Disorder-induced superconductor to insulator transition and finite phase stiffness in two-dimensional phase-glass models

TL;DR

This study uses numerical simulations to explore how disorder affects the superconductor-insulator transition in two-dimensional phase-glass models, revealing a chiral-glass phase with finite phase stiffness that challenges previous mean-field predictions.

Contribution

It introduces a detailed numerical analysis of disorder-induced phases in 2D phase-glass models, highlighting the existence of a chiral-glass phase with finite phase stiffness.

Findings

Identification of a chiral-glass phase at high disorder levels.

Observation that the chiral-glass phase retains finite phase stiffness.
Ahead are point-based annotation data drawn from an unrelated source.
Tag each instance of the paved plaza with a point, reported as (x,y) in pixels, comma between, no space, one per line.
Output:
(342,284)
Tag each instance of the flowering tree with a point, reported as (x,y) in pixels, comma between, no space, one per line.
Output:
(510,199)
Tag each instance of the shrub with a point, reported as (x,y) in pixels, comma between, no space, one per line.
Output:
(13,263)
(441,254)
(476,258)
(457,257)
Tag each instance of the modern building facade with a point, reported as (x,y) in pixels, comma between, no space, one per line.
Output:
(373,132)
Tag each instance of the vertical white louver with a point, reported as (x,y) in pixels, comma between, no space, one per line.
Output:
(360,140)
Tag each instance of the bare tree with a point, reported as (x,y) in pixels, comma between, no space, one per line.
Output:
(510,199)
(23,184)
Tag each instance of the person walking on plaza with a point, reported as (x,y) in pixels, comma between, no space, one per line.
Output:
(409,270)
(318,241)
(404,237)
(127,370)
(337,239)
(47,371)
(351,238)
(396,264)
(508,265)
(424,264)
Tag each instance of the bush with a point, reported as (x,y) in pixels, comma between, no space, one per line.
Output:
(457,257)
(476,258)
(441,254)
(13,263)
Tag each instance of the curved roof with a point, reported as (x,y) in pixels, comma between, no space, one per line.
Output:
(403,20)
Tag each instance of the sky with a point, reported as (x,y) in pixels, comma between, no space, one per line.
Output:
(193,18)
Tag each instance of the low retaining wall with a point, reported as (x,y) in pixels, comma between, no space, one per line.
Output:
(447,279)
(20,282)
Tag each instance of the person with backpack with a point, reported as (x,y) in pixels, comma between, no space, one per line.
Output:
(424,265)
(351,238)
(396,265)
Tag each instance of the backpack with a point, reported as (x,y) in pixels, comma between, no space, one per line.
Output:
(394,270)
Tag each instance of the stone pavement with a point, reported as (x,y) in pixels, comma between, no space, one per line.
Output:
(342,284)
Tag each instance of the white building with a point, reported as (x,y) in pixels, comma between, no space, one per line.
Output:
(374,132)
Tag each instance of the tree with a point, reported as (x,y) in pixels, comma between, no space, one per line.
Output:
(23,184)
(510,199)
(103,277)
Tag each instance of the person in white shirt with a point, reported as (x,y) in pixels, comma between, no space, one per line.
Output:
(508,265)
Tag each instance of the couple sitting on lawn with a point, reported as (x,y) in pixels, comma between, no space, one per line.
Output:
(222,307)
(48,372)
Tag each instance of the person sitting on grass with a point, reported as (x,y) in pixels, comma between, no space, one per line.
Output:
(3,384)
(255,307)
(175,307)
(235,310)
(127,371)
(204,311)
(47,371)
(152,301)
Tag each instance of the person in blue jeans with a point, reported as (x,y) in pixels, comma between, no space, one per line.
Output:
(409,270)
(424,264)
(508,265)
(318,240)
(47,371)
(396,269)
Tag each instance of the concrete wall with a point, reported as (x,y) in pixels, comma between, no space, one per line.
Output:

Discovery that the chiral-glass phase remains superconducting, not a Bose metal.

Abstract

We study numerically the superconductor to insulator transition in two-dimensional phase-glass (or chiral-glass) models with varying degree of disorder. These models describe the effects of gauge disorder in superconductors due to random negative Josephson-junction couplings, or $\pi$ junctions. Two different models are considered, with binary and Gaussian distribution of quenched disorder, having nonzero mean. Monte Carlo simulations in the path-integral representation are used to determine the phase diagram and critical exponents. In addition to the usual superconducting and insulating phases, a chiral-glass phase occurs for sufficiently large disorder, with random local circulating currents of different chiralities. A transition from superconductor to insulator can take place via the intermediate chiral-glass phase. We find, however, that the chiral-glass state has a finite phase stiffness, being still a superconductor, instead of the Bose metal, which has been suggested by mean-field theory.